The Moonlighting Lawyer

Many lawyers choose to moonlight not taking into account the possible ethical and liability traps. In this blog, we’ll go over the different types of possible traps moonlighting lawyers can fall into and how to avoid them using concrete examples and how firms should implement a moonlighting policy. 

What do you get when you combine one part Bruce Willis with one part Cybill Shepherd and another part mid-1980s crime drama? Moonlighting. And what do you get when you combine moonlighting with the practice of law? If not handled appropriately, the answer is Nothing But Trouble (and we don’t mean the Demi Moore-Chevy Chase-John Candy film).

In Illinois, there is no per se prohibition against moonlighting as a lawyer. A lawyer may work in multiple law firms at once; likewise, a lawyer may work in one law firm while also operating as a solo practitioner. Although technically permissible from an ethical perspective, moonlighting lawyers can get caught in any one of a number of ethical and liability traps:

  • Prohibited Moonlighting. Many law firms explicitly forbid attorney employees from practicing law outside of the firm. Other firms require any attorney who wishes to moonlight to notify the law firm before doing so. A lawyer’s failure to follow firm protocol will likely mean a prompt firing and could also result in a breach of fiduciary duty claim. It could even result in disciplinary action. See In re Mark Maciasz, M.R. 23960, 2006PR80 (Ill. 2010) (finding that attorney made misrepresentations in violation of Rule of Professional Conduct 8.4(a)(4) when he failed to disclose outside clients on conflicts form submitted to employer.)
  • Breach of Fiduciary Duty. Lawyers—whether partners, associates or of counsel attorneys—owe a fiduciary duty of loyalty to the law firms for which they work. See Corroon & Black of Illinois, Inc. v. Magner, 145 Ill.App.3d 151 (1st Dist. 1986) (during employment, employee owes his employer a duty of loyalty that may be breached by actively competing with the employer during the employment term). This fiduciary duty can be breached by obtaining business opportunities (new clients/client matters) and using those opportunities for oneself, rather than giving the firm the option to take on the legal matter. If the law firm and moonlighting lawyer have not clearly documented their respective rights and obligations, breach of fiduciary duty claims could arise even where the law firm is aware of the lawyer’s “side hustle.”
  • Criminal Charges. Lawyers who obtain income through the representation of clients outside of the firm or who use law-firm property when moonlighting could be accused of having stolen firm assets.
  • Conflicts of Interest. Moonlighting lawyers run a significant risk of engaging in conflicted representation. Although law firms have institutionalized processes for identifying and addressing conflicts of interest, moonlighting lawyers are unlikely to follow the same formalized processes when working on their own or with a different firm. Even if the moonlighting lawyer checks for conflicts, the conflict check process is unlikely to take into account law firm clients of whom the moonlighting lawyer is unaware, resulting in an ineffective conflict check.

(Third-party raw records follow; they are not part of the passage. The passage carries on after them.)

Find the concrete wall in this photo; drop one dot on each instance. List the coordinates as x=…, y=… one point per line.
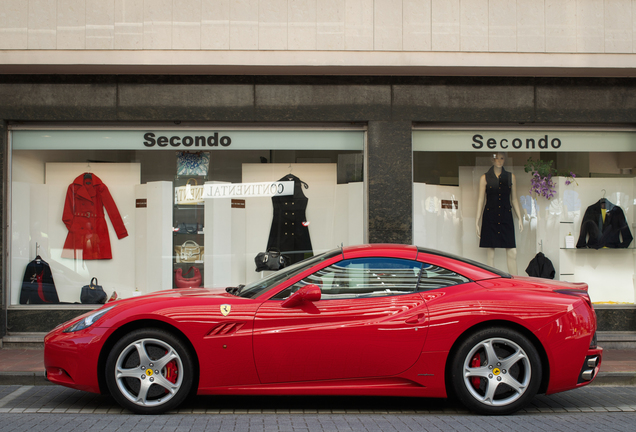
x=388, y=105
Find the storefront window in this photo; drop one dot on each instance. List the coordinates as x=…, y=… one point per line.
x=142, y=210
x=473, y=197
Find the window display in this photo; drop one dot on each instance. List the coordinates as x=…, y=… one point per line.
x=290, y=229
x=497, y=229
x=83, y=216
x=555, y=186
x=177, y=218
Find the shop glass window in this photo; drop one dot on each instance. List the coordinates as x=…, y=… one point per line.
x=148, y=209
x=553, y=202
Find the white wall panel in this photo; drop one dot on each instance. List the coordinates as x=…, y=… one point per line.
x=157, y=24
x=301, y=28
x=186, y=25
x=560, y=25
x=387, y=23
x=445, y=25
x=71, y=24
x=215, y=24
x=42, y=33
x=14, y=24
x=618, y=26
x=129, y=24
x=416, y=27
x=100, y=24
x=590, y=30
x=473, y=19
x=359, y=25
x=244, y=24
x=330, y=15
x=272, y=24
x=530, y=26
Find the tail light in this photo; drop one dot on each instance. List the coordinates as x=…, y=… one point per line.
x=577, y=293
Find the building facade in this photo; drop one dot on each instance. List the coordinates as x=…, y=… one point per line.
x=383, y=115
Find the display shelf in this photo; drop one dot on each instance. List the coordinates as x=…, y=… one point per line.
x=627, y=248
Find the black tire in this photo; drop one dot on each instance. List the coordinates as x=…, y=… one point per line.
x=149, y=371
x=495, y=371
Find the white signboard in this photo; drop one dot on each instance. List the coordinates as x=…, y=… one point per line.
x=248, y=190
x=523, y=140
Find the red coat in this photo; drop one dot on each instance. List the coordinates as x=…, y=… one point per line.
x=84, y=217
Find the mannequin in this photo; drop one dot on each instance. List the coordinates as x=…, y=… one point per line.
x=496, y=229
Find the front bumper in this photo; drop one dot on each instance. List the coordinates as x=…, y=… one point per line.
x=71, y=359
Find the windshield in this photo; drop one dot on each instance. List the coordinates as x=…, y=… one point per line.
x=255, y=289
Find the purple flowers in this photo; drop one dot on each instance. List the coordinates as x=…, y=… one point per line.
x=541, y=182
x=542, y=186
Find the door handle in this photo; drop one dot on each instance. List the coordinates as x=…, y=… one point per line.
x=415, y=319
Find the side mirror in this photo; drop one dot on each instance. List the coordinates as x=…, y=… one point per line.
x=308, y=293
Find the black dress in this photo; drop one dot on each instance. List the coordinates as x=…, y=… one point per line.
x=497, y=227
x=290, y=230
x=37, y=285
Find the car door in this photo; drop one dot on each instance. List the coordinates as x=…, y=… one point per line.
x=369, y=322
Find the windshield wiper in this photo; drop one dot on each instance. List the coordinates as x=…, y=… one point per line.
x=235, y=290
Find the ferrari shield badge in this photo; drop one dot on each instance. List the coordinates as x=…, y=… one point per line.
x=225, y=309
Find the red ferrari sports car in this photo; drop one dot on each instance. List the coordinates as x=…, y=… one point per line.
x=366, y=320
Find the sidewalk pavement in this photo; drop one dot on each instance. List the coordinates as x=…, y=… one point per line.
x=26, y=367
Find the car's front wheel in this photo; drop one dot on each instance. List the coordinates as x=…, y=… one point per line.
x=496, y=371
x=149, y=371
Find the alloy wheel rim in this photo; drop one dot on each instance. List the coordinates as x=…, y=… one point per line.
x=149, y=372
x=497, y=372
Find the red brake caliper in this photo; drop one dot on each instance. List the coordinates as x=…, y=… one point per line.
x=475, y=362
x=171, y=371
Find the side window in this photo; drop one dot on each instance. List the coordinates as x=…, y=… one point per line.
x=362, y=277
x=438, y=277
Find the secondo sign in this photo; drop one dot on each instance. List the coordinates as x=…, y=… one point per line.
x=523, y=140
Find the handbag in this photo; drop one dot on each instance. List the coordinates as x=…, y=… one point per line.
x=193, y=163
x=189, y=227
x=182, y=282
x=189, y=251
x=270, y=260
x=93, y=293
x=190, y=194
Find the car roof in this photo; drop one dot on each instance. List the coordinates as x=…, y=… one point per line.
x=466, y=267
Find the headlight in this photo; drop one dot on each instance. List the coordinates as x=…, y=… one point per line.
x=88, y=321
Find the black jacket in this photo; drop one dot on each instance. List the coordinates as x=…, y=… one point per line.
x=541, y=266
x=37, y=285
x=290, y=231
x=596, y=233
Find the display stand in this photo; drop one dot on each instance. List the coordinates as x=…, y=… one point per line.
x=153, y=236
x=189, y=229
x=218, y=251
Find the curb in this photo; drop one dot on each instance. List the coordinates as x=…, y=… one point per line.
x=24, y=378
x=38, y=379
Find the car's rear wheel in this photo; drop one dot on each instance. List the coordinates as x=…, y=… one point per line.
x=149, y=371
x=496, y=371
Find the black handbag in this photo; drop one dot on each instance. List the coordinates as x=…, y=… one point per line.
x=270, y=260
x=189, y=228
x=93, y=293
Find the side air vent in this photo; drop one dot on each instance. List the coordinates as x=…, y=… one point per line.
x=225, y=329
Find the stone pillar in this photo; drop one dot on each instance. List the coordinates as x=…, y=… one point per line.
x=3, y=222
x=390, y=174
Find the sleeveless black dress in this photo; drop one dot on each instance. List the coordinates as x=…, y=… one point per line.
x=497, y=226
x=290, y=231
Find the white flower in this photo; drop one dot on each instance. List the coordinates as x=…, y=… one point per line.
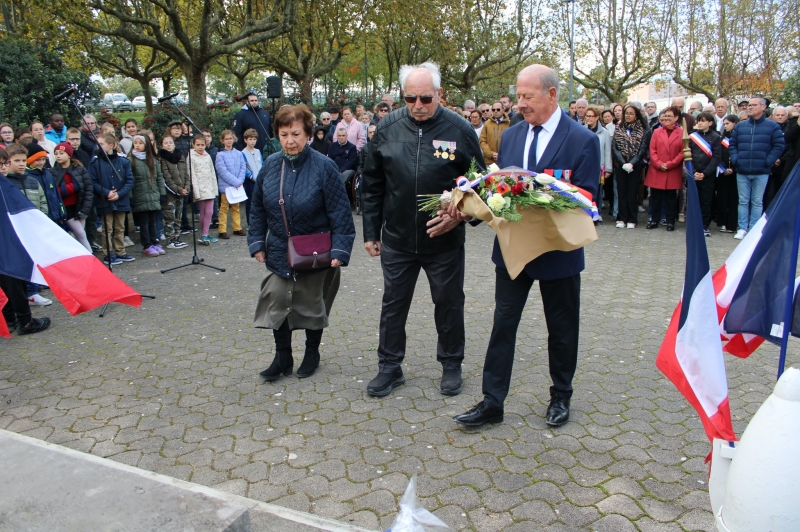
x=496, y=202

By representing clients outside of the law firm without informing the firm of the details of the engagement, the moonlighting lawyer puts the law firm at risk of engaging in conflicted representation. Pursuant to Rule of Professional Conduct 1.10, an individual lawyer’s conflicts are generally imputed to the rest of the law firm. As such, the moonlighting lawyer’s undisclosed representation of a client could cause the law firm to unknowingly engage in a conflict of interest, potentially resulting in disciplinary action, malpractice liability, disqualification, and disgorgement of fees. Problems could arise even if the moonlighting discloses the representation to the firm. For instance, a conflict based on the moonlighting lawyer’s representation of a client could disqualify the law firm from a valuable potential engagement.

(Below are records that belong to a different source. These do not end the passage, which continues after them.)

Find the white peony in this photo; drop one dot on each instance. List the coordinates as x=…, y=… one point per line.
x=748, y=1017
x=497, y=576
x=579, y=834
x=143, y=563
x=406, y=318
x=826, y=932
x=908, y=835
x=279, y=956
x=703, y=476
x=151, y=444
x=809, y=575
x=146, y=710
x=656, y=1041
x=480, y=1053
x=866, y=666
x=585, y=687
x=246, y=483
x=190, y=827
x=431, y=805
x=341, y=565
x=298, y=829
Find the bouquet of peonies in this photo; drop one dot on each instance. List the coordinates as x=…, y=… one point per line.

  • Uncovered Claims. Moonlighting also presents insurance coverage issues. Typically, a law firm’s professional liability policy will not cover the actions of a moonlighting lawyer. This situation not only presents a problem for the moonlighting lawyer, the law firm could be left defending against uncovered claims. A dissatisfied client of the moonlighting lawyer is likely to sue both the lawyer and the law firm, claiming to have believed that the lawyer was working for the law firm. In some circumstances, there will be some evidence supporting the client’s claim, such as an email sent by the lawyer to the client via the law firm’s server, a letter on law firm letterhead, a relationship between lawyer and client developed through the law firm, or the use of a legal form obtained from the law firm’s forms bank.

All law firms should have written moonlighting policies, which should be provided to every lawyer within the firm. If the law firm does not prohibit moonlighting, the law firm should require moonlighting lawyers to make formal disclosures to the firm, including the following: (1) Information relating to each engagement needed to be included in the firm’s conflict-check database; and (2) For each engagement, the moonlighting lawyer’s affirmation that the lawyer has entered into a written engagement agreement signed by the client and clearly explaining that the client has retained the lawyer, only, and not the law firm. The law firm could also require the moonlighting lawyer to obtain insurance coverage for the moonlighting venture, and it may even require the moonlighting lawyer to defend and indemnify the law firm for any claims arising from the moonlighting venture.

As discussed above, moonlighting can present significant risks to the lawyer, as well as the law firm. Any lawyer considering performing legal work outside of the firm should first discuss their moonlighting plans with law firm management.